Sunday, March 26, 2006

CSA: The Confederate States of America

Last month I wrote about the small, indy movie CSA: The Confederate States of America and said I intended to see it, but I neglected to mention it after I did. I enjoyed it--it was darkly comic and intriguing. Very low budget, it was rough around the edges, but that's often the charm of independent movies. It was set-up like the Ken Burns Civil War miniseries and told the story of a Confederate States of America that won the Civil War. I've been working on a couple of Civil War projects recently, and I found it interesting to see some of the same images that we've been working with turned on their head. Photos of destroyed Richmond, Virginia, and Columbia, South Carolina, stood in for Boston and New York. A painting of Lee, dressed in his finest dress uniform, surrendering to Grant, wearing mud-spattered pants and an enlisted man's jacket, could easily be interpreted as the regal Lee magnanimously greeting the loser Grant.

Since it takes the form of a faux TV documentary, the movie has a structure that allows for comic interludes in the form of ads for products available in the Confederacy. Although some of them seemed a bit over the top, the kicker came when it was revealed that many of the products--Coon Chicken Inn, Sambo Motor Oil, Darkie Toothpaste--had been real products. (I don't know if they tried, but I imagine the filmmakers wouldn't have been able to get permission for Aunt Jemima brand products, Uncle Ben's Rice, or Cream of Wheat.) The fake ads, sometimes the height of political incorrectness, offered some awkward laughs (awkward because of subject matter, not execution) but reminded us that the attitudes expressed by CSA officials and residents aren't that far removed from some we can find in our own world.

One complaint I've heard against the film concerns its approach to alternative history.

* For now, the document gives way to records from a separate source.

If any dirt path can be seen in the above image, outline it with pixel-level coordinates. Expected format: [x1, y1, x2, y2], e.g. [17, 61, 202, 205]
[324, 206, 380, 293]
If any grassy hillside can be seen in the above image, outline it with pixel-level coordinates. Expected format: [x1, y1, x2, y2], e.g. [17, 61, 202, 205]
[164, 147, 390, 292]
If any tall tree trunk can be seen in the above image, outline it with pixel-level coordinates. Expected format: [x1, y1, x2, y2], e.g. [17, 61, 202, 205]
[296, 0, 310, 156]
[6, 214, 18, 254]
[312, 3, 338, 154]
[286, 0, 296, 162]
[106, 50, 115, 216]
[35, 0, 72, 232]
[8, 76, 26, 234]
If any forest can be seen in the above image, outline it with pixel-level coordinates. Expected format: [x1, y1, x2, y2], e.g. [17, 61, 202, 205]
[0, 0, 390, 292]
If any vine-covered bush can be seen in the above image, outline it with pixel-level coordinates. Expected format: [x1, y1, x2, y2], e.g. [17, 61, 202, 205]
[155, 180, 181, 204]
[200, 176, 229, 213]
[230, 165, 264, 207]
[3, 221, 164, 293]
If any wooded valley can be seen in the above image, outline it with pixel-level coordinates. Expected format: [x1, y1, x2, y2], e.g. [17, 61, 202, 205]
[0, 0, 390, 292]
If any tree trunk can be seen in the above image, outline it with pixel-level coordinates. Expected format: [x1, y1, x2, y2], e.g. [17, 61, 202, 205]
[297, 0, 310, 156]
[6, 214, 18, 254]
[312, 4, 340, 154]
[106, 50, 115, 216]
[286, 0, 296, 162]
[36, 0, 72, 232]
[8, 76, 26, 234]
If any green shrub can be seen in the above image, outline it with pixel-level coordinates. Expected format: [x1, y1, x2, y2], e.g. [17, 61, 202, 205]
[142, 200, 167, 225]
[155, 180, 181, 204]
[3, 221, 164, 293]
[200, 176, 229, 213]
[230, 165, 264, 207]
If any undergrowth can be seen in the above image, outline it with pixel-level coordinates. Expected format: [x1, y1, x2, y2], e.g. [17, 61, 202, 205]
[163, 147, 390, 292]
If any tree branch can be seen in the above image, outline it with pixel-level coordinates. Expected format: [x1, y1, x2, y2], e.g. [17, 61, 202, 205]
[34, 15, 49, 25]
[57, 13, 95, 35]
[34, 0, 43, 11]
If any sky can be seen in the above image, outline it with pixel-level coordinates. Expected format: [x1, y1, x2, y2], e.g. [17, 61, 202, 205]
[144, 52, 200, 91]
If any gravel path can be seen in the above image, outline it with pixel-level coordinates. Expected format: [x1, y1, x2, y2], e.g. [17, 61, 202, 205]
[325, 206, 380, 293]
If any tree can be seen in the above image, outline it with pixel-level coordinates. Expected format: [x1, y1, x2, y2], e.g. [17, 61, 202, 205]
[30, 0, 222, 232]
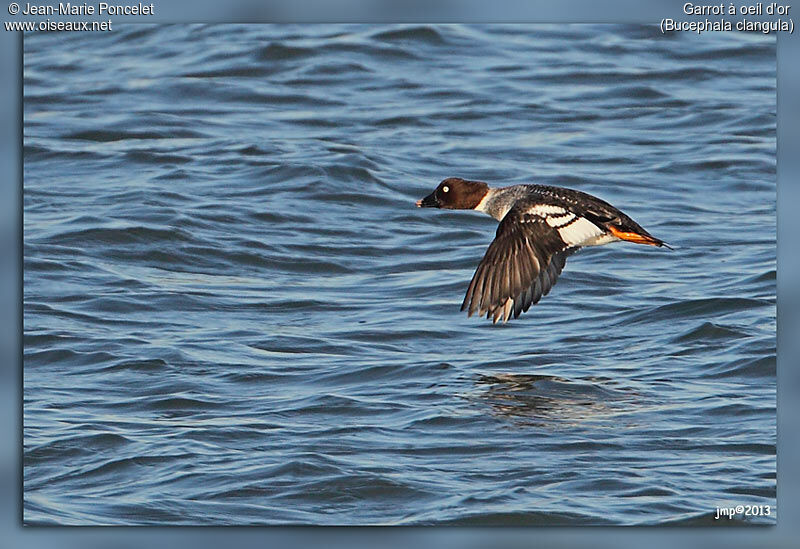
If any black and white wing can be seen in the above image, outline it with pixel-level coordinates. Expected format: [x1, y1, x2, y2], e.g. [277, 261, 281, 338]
[461, 200, 606, 322]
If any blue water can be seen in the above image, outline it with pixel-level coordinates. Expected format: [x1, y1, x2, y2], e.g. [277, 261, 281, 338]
[23, 25, 778, 525]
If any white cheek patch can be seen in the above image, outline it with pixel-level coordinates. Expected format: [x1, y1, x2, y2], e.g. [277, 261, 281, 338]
[558, 217, 604, 246]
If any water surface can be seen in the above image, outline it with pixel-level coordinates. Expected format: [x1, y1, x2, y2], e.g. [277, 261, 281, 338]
[23, 25, 777, 525]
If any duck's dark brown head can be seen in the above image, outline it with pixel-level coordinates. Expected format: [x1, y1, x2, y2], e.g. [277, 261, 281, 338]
[417, 177, 489, 210]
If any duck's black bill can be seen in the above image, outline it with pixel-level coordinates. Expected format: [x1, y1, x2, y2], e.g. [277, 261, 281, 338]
[417, 192, 439, 208]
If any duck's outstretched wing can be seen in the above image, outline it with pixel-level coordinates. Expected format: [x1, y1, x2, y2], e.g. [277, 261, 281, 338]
[461, 201, 584, 322]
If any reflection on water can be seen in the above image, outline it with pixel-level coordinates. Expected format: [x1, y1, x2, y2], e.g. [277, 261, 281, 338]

In its purest form, alternative history changes some detail of a historical event and then follows the logical consequences of that change. CSA doesn't do this. Since Washington, D.C., is already below the Mason-Dixon line, once Confederate forces captured the U.S. capital and the Lincoln government collapsed, there would have been no reason for the rebels to go farther north to invade and destroy New York or Boston. For that matter, the Confederate government would have had no desire to take control of the rest of the continental United States. All they wanted was to get out of the Union. So, certainly, having the alternate CSA go against those basic ideas is a flaw in the film as alternative history, but I think the filmmakers had the larger intention of dramatizing racial attitudes in the fictional contemporary slave-holding CSA and allowing us to make our own comparisons.

I do have a couple of tiny complaints, though. The CSA Website has a timeline of Confederate history, but the best line from it didn't make it into the movie. The explanation for April 12, 1861, reads:

With war looming, at 4:30 a.m. Confederates under Gen. Pierre Beauregard preemptively strike with 50 cannons upon Fort Sumter in Charleston, South Carolina. The War of Northern Aggression has begun.

I love that. Another opportunity was lost when a contemporary CSA politician was caught in a scandal--rumors were spreading that he had a slave ancestor in his family. The film was obviously playing off the Clinton difficulties, and when the politician faced the press, I was desperately waiting for him to wag his finger at us and claim, "My great-great grandfather did not have sexual relations with that woman." Yes, it's obvious, but it would've received a great reaction from the audience.